Cambodia is a country that’s had more than its fair share of troubles. The civil war in the 70s was especially devastating, killing over 2 million through murder, overwork, disease or starvation. When Phnom Penh was invaded by the guerrilla army of the Khmer Rouge in April 1975, it was left like a ghost town as people were forced out to the countryside to work on the land pretty much as slaves. Only since the mid 90s has the country truly begun to stabilise and get back on its feet and now Phnom Penh is no longer a desolate, deserted place but one in the process of healing and restoration where signs of hope and new life are plenty.
A beauty-full story (taken from a diary entry on 28/1/08) “Went to the genocide museum on Weds. V chilling, especially when I realised the kids in the photographs would be my age now had they lived.......Walking up the road just outside the museum I came across a craft shop. Inside a girl was sitting on the floor making a silk bird. I sat with her for a bit and realised her legs were all bent up beneath her. The result of polio I think. It was her face that struck me most though. It was alive and vibrant and at peace. She was quite possibly the happiest person I’d met in Phnom Penh. So I bought a bird to remember her. And the hope of something pure and beautiful springing up alongside a place once full of violence and death. “
For those of you who don’t know, since January this year I’ve been living on the Isle of Wight. After 9 years of being in Hull, things came to a natural end with funding running out for jobs and a sense generally of my time there having run its course. I thought about moving to Liverpool at one point but in the end the Isle of Wight seemed the next obvious place, especially with Mum and Dad there and my brother and family just up the road. In spite of not getting any work (or maybe because of...) I’ve had a great time! It’s been very precious family-wise and I’ve spent more time with everyone, including wider family, than I ever have in my adult life.

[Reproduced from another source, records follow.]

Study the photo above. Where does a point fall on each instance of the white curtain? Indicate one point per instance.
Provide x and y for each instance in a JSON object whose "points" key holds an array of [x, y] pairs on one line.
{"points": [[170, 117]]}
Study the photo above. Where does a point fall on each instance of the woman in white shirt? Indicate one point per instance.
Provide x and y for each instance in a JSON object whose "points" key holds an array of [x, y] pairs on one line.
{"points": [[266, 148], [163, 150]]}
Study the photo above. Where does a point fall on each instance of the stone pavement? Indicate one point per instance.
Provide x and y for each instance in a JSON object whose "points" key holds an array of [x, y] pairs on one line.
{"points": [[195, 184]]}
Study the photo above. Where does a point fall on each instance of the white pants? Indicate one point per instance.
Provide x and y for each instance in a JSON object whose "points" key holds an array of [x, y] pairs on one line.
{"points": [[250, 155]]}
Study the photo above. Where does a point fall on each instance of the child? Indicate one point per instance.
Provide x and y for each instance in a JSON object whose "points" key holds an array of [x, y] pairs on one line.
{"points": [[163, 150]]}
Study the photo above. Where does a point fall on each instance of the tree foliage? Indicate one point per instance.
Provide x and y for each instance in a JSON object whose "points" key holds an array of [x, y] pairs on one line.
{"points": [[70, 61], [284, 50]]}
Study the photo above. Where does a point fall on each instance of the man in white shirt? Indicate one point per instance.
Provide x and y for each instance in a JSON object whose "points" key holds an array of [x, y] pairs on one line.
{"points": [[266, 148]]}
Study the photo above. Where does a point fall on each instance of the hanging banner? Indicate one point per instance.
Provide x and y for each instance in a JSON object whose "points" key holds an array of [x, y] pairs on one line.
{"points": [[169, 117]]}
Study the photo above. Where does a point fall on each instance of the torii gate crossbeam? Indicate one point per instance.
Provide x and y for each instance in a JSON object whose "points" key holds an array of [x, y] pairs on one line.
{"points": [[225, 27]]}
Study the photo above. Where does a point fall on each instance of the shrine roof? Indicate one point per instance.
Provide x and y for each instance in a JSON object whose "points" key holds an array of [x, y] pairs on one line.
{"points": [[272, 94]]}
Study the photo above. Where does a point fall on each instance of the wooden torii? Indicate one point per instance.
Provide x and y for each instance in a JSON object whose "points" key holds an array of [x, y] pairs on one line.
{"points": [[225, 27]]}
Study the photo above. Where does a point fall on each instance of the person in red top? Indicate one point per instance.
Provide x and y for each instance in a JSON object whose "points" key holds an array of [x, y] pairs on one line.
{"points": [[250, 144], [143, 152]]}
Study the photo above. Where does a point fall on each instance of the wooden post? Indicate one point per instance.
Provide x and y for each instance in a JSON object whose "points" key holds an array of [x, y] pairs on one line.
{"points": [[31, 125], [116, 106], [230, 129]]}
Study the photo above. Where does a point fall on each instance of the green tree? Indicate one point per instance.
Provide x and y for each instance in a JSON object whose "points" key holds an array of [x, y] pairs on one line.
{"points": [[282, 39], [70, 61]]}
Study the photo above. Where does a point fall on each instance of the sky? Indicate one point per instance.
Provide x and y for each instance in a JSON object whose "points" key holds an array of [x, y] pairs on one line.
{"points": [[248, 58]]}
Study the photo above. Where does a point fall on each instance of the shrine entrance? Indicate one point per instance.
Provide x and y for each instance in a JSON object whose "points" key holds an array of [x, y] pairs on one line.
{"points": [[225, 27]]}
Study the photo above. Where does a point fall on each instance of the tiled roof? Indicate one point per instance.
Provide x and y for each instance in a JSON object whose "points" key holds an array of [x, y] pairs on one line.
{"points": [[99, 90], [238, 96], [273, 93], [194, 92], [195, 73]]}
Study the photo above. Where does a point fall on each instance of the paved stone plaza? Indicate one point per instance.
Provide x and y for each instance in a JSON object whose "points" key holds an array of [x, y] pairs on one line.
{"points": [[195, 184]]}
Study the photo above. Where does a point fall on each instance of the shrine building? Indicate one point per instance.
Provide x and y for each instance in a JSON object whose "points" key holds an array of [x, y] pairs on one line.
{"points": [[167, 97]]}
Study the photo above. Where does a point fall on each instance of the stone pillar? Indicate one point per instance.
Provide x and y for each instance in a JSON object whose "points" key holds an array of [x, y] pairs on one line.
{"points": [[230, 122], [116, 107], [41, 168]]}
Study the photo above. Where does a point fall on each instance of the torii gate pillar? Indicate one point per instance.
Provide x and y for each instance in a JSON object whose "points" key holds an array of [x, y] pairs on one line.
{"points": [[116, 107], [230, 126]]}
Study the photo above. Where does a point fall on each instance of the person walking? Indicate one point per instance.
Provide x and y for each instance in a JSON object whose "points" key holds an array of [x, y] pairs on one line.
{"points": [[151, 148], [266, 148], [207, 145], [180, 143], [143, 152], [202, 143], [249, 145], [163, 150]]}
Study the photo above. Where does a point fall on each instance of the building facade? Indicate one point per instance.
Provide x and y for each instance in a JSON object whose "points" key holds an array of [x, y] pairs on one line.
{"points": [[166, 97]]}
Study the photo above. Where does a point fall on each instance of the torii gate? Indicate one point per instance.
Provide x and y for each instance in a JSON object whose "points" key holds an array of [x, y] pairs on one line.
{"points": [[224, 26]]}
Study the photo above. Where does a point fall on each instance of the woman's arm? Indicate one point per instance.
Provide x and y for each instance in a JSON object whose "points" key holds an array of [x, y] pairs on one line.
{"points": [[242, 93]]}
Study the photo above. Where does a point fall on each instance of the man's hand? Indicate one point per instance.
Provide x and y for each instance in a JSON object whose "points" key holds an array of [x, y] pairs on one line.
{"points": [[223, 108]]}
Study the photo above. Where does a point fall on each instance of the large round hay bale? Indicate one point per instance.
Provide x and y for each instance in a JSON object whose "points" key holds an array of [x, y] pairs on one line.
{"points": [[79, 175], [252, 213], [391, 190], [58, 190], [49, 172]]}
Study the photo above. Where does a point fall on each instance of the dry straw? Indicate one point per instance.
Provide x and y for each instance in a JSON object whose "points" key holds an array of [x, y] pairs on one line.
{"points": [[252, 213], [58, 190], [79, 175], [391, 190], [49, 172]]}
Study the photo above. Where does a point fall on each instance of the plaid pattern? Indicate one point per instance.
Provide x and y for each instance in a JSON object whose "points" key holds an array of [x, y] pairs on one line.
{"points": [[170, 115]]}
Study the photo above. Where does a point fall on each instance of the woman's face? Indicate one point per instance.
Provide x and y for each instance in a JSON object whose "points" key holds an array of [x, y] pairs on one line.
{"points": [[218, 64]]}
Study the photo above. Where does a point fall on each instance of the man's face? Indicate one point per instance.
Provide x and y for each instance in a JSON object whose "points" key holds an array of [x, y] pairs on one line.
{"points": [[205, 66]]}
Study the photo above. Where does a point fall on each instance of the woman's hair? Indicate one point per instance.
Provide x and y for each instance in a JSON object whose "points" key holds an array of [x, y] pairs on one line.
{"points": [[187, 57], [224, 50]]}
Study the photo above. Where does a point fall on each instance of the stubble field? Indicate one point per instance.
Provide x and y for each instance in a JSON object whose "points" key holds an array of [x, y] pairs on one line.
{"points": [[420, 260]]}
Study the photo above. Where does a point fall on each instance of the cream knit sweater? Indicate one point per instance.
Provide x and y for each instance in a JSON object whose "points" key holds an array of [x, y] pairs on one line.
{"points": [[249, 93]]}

It’s all change now though with Alec, Bex and the kids (Freya, Ferdy and Felix) having moved to Somerset at the end of August and me off now. Please think of Mum and Dad as they adjust to life after this strangely wonderful unexpected family-filled interlude! It’s been great and they’ve been very good to me, helping me navigate the turnaround from Hull to Cambodia. I’m very grateful to them and also to others (friends and family) who’ve really got behind me and shown their support for all things Cambodia. It’s been an important 9 months all in all and it feels good to be going from a place that, after such a short time, feels amazingly well lived-in.